AMD Releases ROCm 6.3 Including Vision Libraries, Multi-Node FFT, SGLang, and the Fortran Compiler
A redesigned FlashAttention-2 for optimal AI training and inference, the addition of multi-node Fast Fourier Transform (FFT), a new Fortran compiler, improved computer vision libraries like rocDecode, rocJPEG, and rocAL, and SGLang integration for accelerated AI inferencing are just a few of the new features and optimizations included in AMD’s latest ROCm 6.3 version.
AMD claims that the SGLang runtime, which is now supported by ROCm 6.3, is specifically designed to optimize inference on models such as LLMs and VLMs on AMD Instinct GPUs. Python integration and pre-configured ROCm Docker containers promise 6x faster throughput and much simpler use.A new AMD Fortran compiler with direct GPU offloading, backward compatibility, and integration with HIP Kernels and ROCm libraries, a new multi-node FFT support in rocFFT that simplifies multi-node scaling and improves scalability, and improved computer vision libraries, rocDecode, rocJPEG, and rocAL, for AV1 codec support, GPU-accelerated JPEG decoding, and better audio augmentation are some of the additional transformer optimizations brought about by AMD ROCm 6.3.
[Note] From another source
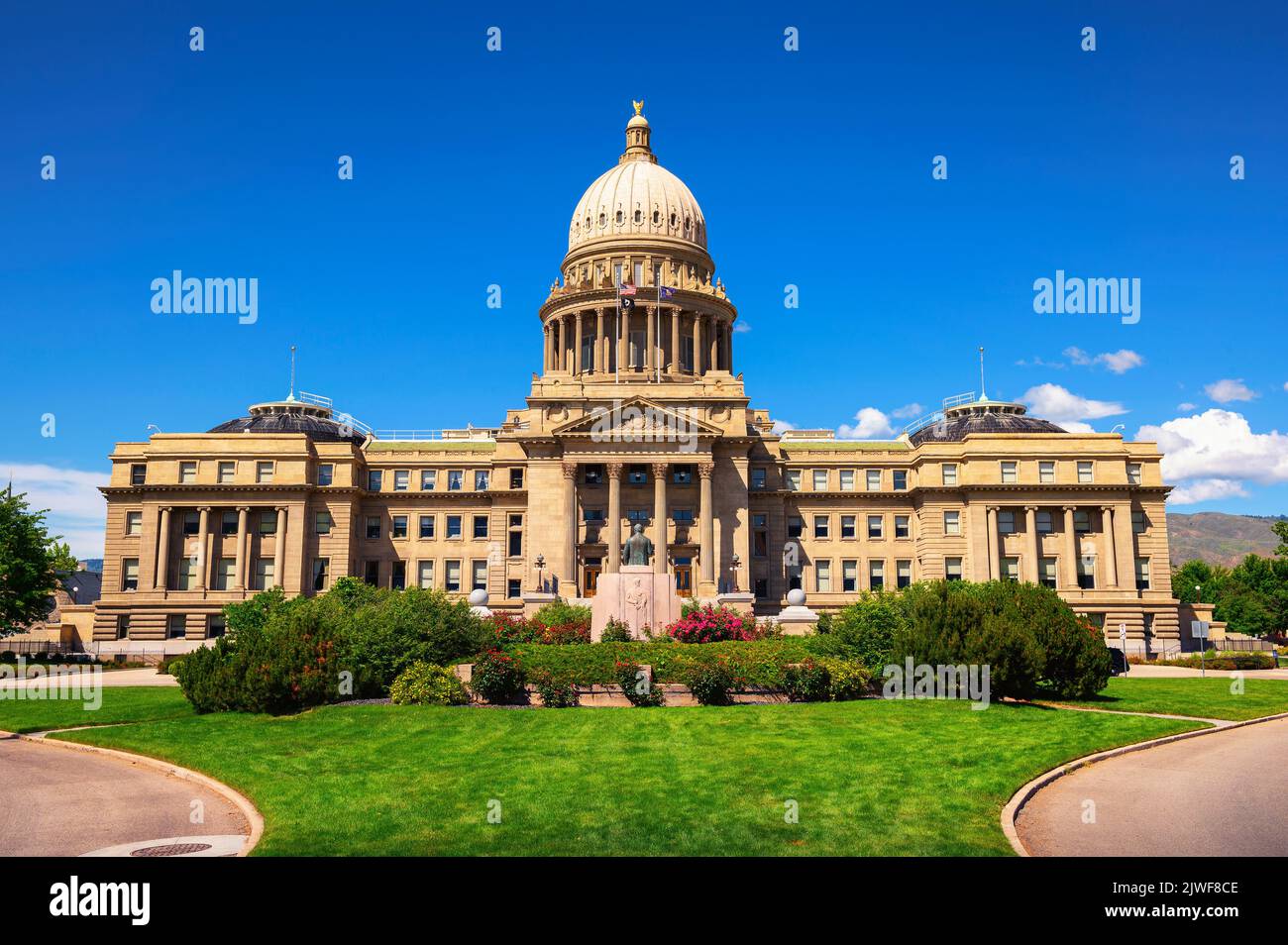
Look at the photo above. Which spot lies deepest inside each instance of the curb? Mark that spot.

In addition to continuing to embrace the open-source philosophy and adapt to developer needs, AMD was pleased to observe that ROCm 6.3 continues to “deliver cutting-edge tools to simplify development while driving better performance and scalability for AI and HPC workloads.” Additional information is available on the AMD ROCm Blogs or the ROCm Documentation Hub.